A twelve-year-old orphan named Momo (Ibrahima Gueye) continually gets into trouble between robbing and hustling on the streets. His doctor carer is at his wit's end and begs Madame Rosa (Sophia Loren) to take the child in as the only other option is social services. A former prostitute, Madame Rosa now cares for their children. Though their relationship is initially combative, as time passes, Momo and Madame Rosa grow fond of one another.
Edoardo Ponti, the son of Sophia Loren, is the director of 'The Life Ahead'. It hardly comes across as a surprise for the movie is directed in such a way as to reflect tenderness and compassion, a son expressing his love for his mother. Well acted and written (screenwriter Ugo Chiti's past credits include 'Gomorrah' and 'Tale of Tales'), you're immediately drawn into the story and world of these lively characters.
Key to the film is the chemistry between, and marvellous performances from, Loren and newcomer Gueye. They make for excellent on screen rivals, eventually developing into a makeshift family. Madame Rosa is stubborn and sharp, infuriated and intolerant to Momo's hooliganism. She insists "he's rotten to the core", and is concerned about how he scuffles with the other boys in her house. But after getting Momo a job to keep him from stealing and dealing, he softens, and so does she. They bond in her private basement, a safe space, and he notices a tattoo of a number on her arm, though never understanding the full extent of what it means to be a Holocaust survivor.

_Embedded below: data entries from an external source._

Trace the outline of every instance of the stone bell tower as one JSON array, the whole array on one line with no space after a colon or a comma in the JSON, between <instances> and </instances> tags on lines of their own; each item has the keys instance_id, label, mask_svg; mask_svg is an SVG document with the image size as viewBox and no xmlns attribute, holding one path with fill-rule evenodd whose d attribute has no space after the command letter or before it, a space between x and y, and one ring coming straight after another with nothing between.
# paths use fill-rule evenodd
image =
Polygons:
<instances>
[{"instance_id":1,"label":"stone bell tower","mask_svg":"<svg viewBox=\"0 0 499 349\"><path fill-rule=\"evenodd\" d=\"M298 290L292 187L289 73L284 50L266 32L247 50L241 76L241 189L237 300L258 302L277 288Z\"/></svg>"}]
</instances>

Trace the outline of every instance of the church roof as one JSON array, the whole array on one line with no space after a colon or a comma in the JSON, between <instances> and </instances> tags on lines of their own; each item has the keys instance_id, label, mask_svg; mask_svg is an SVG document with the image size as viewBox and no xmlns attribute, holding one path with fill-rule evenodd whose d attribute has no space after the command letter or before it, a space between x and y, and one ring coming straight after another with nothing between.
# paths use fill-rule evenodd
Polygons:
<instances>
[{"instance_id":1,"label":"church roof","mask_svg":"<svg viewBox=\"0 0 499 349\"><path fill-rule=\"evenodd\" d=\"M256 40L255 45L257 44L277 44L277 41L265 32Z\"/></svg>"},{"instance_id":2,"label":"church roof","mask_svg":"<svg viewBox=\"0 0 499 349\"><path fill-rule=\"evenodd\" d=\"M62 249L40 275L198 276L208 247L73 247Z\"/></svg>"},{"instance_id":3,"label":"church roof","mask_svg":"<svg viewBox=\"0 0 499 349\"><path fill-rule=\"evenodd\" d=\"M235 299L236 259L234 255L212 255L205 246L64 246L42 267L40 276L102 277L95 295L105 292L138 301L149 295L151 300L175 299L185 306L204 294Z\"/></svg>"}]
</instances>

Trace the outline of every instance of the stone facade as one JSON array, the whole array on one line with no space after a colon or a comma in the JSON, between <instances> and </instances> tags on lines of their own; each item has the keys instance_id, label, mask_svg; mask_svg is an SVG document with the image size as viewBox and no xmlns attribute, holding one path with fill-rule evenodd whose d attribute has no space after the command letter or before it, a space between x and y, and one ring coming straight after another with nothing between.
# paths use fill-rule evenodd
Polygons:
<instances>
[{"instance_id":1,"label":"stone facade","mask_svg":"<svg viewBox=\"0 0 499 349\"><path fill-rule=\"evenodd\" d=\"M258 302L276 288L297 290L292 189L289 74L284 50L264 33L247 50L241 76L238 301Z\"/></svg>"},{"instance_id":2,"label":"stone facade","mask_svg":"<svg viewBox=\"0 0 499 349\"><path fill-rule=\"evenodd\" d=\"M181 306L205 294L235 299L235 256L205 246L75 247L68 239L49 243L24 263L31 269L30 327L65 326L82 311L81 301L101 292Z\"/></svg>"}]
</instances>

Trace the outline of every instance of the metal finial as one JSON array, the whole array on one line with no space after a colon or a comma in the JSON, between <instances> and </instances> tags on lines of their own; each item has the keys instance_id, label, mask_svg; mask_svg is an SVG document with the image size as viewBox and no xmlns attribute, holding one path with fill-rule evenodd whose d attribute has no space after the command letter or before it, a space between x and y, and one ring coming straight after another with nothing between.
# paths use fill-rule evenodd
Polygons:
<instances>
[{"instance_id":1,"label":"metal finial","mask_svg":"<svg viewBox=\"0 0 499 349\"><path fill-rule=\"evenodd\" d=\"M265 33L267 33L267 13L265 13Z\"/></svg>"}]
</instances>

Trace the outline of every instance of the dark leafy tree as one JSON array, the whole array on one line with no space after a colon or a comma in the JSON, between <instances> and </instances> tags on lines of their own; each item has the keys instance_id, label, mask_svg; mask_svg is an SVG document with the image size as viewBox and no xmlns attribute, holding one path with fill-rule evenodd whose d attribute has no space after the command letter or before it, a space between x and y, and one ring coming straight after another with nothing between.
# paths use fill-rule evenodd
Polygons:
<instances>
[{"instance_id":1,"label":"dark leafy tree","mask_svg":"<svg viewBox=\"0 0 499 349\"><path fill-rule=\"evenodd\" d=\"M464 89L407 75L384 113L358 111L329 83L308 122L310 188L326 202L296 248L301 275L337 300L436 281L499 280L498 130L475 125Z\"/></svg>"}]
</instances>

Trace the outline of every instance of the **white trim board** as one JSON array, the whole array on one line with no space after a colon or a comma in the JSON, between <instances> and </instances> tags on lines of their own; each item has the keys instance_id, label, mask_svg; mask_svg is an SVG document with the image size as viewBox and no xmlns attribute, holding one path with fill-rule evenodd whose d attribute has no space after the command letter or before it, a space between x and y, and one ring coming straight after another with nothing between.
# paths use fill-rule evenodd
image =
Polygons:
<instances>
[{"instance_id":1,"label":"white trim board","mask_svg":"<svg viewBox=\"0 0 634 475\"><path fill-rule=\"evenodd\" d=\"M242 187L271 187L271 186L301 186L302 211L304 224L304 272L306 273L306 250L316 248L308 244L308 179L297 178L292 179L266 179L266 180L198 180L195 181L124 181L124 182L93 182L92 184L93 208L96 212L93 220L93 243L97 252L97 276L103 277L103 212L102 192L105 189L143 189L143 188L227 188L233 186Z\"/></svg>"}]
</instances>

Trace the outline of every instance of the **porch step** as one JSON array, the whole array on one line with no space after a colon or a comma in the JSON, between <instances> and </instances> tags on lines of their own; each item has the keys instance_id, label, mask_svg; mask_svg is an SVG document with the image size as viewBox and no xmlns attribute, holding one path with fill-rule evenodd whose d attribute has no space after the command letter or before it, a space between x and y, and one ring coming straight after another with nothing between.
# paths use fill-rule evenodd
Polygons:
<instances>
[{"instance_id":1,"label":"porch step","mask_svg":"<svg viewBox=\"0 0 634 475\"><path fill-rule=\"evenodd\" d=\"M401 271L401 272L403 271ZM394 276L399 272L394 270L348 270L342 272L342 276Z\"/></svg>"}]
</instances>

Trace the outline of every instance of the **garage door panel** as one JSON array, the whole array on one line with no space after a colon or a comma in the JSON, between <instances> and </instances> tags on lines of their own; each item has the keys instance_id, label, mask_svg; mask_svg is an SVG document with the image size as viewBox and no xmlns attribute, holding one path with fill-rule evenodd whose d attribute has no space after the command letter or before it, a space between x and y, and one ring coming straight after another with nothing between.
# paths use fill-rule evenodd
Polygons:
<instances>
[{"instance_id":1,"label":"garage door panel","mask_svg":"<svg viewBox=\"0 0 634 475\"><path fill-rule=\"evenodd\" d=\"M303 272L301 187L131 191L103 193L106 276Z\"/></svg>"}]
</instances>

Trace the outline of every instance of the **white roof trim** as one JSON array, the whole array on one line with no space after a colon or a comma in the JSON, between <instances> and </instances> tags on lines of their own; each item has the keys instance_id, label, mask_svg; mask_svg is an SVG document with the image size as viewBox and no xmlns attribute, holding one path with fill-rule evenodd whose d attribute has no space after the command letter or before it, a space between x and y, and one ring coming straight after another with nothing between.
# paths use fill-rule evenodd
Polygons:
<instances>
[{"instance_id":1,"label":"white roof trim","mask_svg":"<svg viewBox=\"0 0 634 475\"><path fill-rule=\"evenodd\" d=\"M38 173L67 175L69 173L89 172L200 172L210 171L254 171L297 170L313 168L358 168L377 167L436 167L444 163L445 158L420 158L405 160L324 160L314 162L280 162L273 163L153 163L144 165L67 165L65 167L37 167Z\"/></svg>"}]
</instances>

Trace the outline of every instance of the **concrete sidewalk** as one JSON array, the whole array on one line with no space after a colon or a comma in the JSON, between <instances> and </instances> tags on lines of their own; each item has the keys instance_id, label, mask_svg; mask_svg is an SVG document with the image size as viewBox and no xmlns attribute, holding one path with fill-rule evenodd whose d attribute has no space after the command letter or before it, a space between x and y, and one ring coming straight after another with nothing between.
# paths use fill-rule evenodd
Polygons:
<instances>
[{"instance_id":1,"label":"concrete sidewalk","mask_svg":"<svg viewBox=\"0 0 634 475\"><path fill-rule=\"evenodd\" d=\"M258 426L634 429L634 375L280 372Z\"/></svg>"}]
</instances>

Momo can be an absolute brat, saying and doing nasty things. But you feel for the character, because he's young and naive, and has been through much. Gueye is terrific in the role, determined to put on a face of resilience but carrying so much inside. Loren is just a star through and through, but he holds his own opposite her. Another notable performance comes from Abril Zamora as a trans prostitute. A scene where she dances with the Madame is one of the film's many heartfelt moments.
'The Life Ahead' is sweet and full of feeling. It's a story about hopefulness amidst tragedy, and is wholly enveloping for its 94 minute running length. It is both interesting and impressive to see Netflix now distributing these kind of movies. Here's hoping we'll see more foreign language heartwarming crowd pleasers, with their so-called "one-inch barrier" of subtitles hopefully not putting audiences off.
'The Life Ahead' is streaming on Netflix now.